Come purtroppo spesso accade, ha stazionato per ore, giorni, al pronto soccorso dell’Ospedale dell’Annunziata di Cosenza senza che venisse sottoposto ad adeguate visite specialistiche. Questa volta non scriviamo, però, dei soliti ed atavici disservizi che si continuano a registrare nel nosocomio bruzio, ma di un paziente proveniente da Roseto Capo Spulico, con febbre alta risultato, dopo vario peregrinare, positivo al Covid-19.
In un periodo di emergenza, come quella che stiamo attraversando da mesi, ci si aspetterebbe un comportamento diverso da chi dovrebbe tutelare la salute dei cittadini ed invece ci risiamo. Naturalmente non dobbiamo e non possiamo colpevolizzare i sanitari, anzi.
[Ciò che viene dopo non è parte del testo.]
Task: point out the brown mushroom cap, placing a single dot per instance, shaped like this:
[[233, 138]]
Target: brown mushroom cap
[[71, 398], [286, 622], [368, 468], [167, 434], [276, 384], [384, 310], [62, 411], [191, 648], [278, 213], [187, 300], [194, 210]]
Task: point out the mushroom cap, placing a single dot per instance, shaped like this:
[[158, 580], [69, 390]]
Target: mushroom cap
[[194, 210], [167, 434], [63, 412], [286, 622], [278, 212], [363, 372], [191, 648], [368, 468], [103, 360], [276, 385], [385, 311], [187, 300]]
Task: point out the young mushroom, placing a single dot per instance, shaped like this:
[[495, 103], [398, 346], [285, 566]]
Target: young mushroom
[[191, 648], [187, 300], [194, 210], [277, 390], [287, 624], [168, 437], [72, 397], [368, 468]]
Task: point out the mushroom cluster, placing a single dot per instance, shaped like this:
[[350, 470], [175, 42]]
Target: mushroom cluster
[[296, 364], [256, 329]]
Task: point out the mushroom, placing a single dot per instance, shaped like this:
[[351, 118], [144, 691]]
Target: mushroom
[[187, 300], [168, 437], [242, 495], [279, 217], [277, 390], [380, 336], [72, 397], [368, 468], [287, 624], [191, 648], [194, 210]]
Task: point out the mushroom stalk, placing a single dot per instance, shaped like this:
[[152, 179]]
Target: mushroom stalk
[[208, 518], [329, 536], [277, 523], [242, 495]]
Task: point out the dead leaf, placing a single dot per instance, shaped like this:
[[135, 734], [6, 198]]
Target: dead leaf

Medici, paramedici e personale sanitario in genere sono proprio quelli che rappresentano le persone più a rischio in assoluto e coloro i quali lavorano a Cosenza sono ancor più a repentaglio.
Quando c’è una patologia infettiva emergente caratterizzata da sintomi aspecifici (come ad esempio febbre e tosse) i primi pazienti possono infettare con facilità i medici e gli infermieri in prima linea, quelli che ancora non sanno con quale malattia hanno a che fare.
Sono anni che il Pronto Soccorso vive una terribile drammaticità. La carenza di personale è tangibile. Una situazione già grave da tempo (con soli cinque medici dei 19 previsti in organico divisi per turno), ma che con l’esplosione del coronavirus rischia di provocare conseguenze ancor più gravi di sempre.